Tied to the notion of “highly personalized” interventions is that of measurement‐based care. We need smart, bidirectional and interactive systems that actively engage young people and collect data directly from service users, families, carers, clinicians and personalized devices 4 . Most importantly, these data should then be used quickly to identify those who do not respond, or deteriorate, early in the course of illness2, 3.
Rather than simply deploying new service “blocks”, it may be better to focus on what a well‐coordinated, regionally‐organized, technology‐enhanced, end‐to‐end “supply‐chain” looks like in the 21st century. New dynamic modelling (at the population level) and discrete event approaches (at the service level) can be employed to bring rigour to national or regional health service planning 9 . It can also inform allocation of limited workforces, alongside financial and technical resources 9 . Modern, real‐time data collection systems can also be used to embed clinical research within these new systems 5 .
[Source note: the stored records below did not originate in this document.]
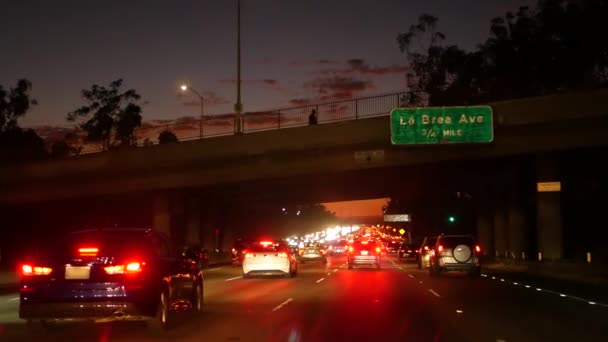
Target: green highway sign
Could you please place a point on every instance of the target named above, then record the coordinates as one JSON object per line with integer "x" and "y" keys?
{"x": 442, "y": 125}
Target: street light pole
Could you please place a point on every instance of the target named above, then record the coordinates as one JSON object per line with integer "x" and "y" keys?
{"x": 185, "y": 88}
{"x": 238, "y": 107}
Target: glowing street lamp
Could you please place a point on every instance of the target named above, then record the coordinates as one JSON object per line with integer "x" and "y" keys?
{"x": 185, "y": 88}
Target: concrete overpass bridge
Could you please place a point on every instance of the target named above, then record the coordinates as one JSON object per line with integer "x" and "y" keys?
{"x": 189, "y": 188}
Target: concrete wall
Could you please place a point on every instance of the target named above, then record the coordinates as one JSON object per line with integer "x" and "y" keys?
{"x": 521, "y": 126}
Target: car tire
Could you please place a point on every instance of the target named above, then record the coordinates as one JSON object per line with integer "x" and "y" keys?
{"x": 198, "y": 298}
{"x": 163, "y": 321}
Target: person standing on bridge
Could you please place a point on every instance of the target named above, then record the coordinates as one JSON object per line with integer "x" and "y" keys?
{"x": 312, "y": 118}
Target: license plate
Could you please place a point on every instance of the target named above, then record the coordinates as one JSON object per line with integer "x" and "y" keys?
{"x": 77, "y": 272}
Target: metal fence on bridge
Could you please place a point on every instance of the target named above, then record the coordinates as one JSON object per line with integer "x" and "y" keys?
{"x": 191, "y": 128}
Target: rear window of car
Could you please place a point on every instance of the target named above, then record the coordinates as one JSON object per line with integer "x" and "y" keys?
{"x": 108, "y": 244}
{"x": 260, "y": 248}
{"x": 430, "y": 242}
{"x": 451, "y": 242}
{"x": 361, "y": 244}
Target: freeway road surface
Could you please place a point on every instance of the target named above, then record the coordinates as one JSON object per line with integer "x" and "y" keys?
{"x": 332, "y": 303}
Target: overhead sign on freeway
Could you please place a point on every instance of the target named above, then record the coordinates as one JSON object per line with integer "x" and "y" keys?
{"x": 442, "y": 125}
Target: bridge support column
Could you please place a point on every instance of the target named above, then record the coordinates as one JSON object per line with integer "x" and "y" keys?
{"x": 500, "y": 232}
{"x": 516, "y": 228}
{"x": 227, "y": 238}
{"x": 161, "y": 220}
{"x": 548, "y": 211}
{"x": 193, "y": 222}
{"x": 484, "y": 235}
{"x": 209, "y": 236}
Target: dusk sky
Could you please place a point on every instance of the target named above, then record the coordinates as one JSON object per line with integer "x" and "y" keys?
{"x": 290, "y": 49}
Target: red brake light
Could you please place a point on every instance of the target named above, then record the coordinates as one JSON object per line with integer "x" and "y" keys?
{"x": 28, "y": 270}
{"x": 88, "y": 251}
{"x": 133, "y": 267}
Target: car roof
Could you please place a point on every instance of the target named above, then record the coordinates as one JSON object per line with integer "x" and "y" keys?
{"x": 114, "y": 230}
{"x": 456, "y": 236}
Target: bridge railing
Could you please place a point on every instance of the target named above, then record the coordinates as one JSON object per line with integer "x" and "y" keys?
{"x": 191, "y": 128}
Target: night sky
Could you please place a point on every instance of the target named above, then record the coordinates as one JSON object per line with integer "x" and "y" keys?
{"x": 291, "y": 49}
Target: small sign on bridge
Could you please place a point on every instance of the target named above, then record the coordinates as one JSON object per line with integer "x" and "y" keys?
{"x": 442, "y": 125}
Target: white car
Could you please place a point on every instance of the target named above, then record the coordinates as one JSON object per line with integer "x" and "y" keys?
{"x": 269, "y": 258}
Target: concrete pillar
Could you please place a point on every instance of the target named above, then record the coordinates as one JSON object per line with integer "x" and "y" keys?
{"x": 227, "y": 238}
{"x": 193, "y": 222}
{"x": 516, "y": 226}
{"x": 484, "y": 235}
{"x": 548, "y": 211}
{"x": 500, "y": 233}
{"x": 516, "y": 232}
{"x": 208, "y": 236}
{"x": 161, "y": 221}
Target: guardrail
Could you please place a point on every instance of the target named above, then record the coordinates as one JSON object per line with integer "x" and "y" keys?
{"x": 191, "y": 128}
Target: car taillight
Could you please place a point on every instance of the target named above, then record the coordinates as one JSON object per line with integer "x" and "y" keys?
{"x": 88, "y": 251}
{"x": 29, "y": 270}
{"x": 133, "y": 267}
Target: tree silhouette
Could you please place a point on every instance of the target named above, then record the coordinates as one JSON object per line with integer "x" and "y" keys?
{"x": 166, "y": 137}
{"x": 111, "y": 112}
{"x": 17, "y": 144}
{"x": 14, "y": 104}
{"x": 558, "y": 45}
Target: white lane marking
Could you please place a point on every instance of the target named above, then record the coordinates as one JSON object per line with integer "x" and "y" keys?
{"x": 278, "y": 307}
{"x": 434, "y": 293}
{"x": 563, "y": 295}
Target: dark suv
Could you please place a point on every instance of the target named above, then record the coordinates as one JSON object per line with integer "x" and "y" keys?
{"x": 364, "y": 252}
{"x": 105, "y": 275}
{"x": 455, "y": 253}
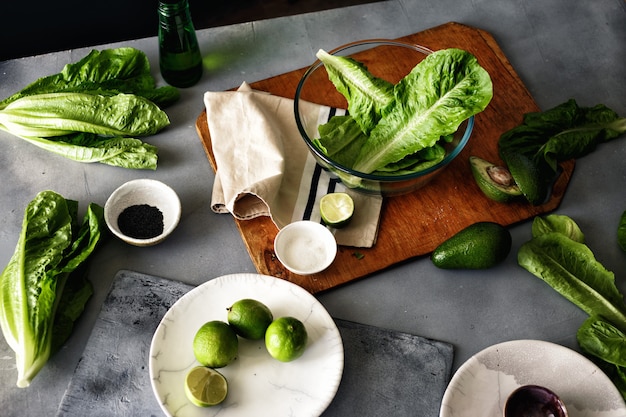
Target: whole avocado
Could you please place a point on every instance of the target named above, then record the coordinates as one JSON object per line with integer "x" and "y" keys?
{"x": 479, "y": 246}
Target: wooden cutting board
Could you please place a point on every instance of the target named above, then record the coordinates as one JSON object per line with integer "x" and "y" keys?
{"x": 413, "y": 225}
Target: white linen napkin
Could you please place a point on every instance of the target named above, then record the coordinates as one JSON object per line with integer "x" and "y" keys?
{"x": 264, "y": 168}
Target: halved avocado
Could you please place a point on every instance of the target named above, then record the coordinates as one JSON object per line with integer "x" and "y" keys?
{"x": 495, "y": 181}
{"x": 528, "y": 176}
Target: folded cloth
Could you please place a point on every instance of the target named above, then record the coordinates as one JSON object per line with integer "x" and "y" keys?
{"x": 264, "y": 168}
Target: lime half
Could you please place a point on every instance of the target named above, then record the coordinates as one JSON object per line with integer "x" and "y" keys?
{"x": 336, "y": 209}
{"x": 205, "y": 387}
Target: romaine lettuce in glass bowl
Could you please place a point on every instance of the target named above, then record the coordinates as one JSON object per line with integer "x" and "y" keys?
{"x": 399, "y": 112}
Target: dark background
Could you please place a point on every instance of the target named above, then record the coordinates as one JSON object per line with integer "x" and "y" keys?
{"x": 36, "y": 27}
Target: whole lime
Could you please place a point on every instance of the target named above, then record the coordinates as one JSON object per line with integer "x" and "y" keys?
{"x": 249, "y": 318}
{"x": 285, "y": 339}
{"x": 215, "y": 344}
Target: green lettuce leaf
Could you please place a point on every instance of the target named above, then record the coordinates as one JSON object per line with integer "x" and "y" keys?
{"x": 50, "y": 248}
{"x": 621, "y": 232}
{"x": 600, "y": 339}
{"x": 571, "y": 269}
{"x": 442, "y": 91}
{"x": 93, "y": 110}
{"x": 106, "y": 72}
{"x": 563, "y": 132}
{"x": 368, "y": 96}
{"x": 57, "y": 114}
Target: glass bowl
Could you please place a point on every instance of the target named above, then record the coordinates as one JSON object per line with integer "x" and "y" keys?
{"x": 380, "y": 58}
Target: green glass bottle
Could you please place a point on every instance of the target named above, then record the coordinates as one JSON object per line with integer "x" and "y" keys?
{"x": 179, "y": 55}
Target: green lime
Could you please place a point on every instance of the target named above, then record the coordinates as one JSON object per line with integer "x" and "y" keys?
{"x": 336, "y": 209}
{"x": 205, "y": 387}
{"x": 215, "y": 344}
{"x": 479, "y": 246}
{"x": 285, "y": 339}
{"x": 249, "y": 318}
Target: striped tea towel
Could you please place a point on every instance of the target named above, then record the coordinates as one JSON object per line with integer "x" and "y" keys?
{"x": 264, "y": 168}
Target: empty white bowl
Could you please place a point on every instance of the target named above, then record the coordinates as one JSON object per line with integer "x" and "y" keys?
{"x": 305, "y": 247}
{"x": 152, "y": 193}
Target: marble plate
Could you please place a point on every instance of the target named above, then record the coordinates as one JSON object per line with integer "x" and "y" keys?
{"x": 482, "y": 384}
{"x": 258, "y": 384}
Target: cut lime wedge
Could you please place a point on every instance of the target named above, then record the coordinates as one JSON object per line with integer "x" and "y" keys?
{"x": 205, "y": 387}
{"x": 336, "y": 209}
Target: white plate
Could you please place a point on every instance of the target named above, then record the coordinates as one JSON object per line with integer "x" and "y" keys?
{"x": 257, "y": 383}
{"x": 482, "y": 384}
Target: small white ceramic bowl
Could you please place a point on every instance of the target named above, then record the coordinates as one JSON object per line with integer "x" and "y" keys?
{"x": 138, "y": 192}
{"x": 305, "y": 247}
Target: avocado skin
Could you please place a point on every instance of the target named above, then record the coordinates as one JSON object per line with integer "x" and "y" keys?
{"x": 528, "y": 176}
{"x": 493, "y": 190}
{"x": 479, "y": 246}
While the review by McGorry et al 1 does draw attention to the potential of new digital platforms, a less appreciated aspect of digital innovation is the large potential impact of technology‐enhanced care coordination. This not only assists to put young people at the centre of the care journey, but focuses on reducing unnecessary delays in providing sophisticated clinical assessment and effective interventions 9 .
In less privileged settings, we are already seeing a willingness to use new technologies that are not limited by traditional geographical barriers 7 . We can no longer simply accept the notion that specialist care is a luxury item reserved for those in developed countries, while the rest will have to make do with “universal primary care”. These digitally enhanced systems have a tremendous capacity to bring more personalized, specialized and coordinated care to those who have long been neglected.
At this time, however, there is still much work to be done to determine whether new clinic‐based or technology‐enhanced systems, alone or in combination, can deliver substantive long‐term improvements in the lives of young people with emerging mental disorders.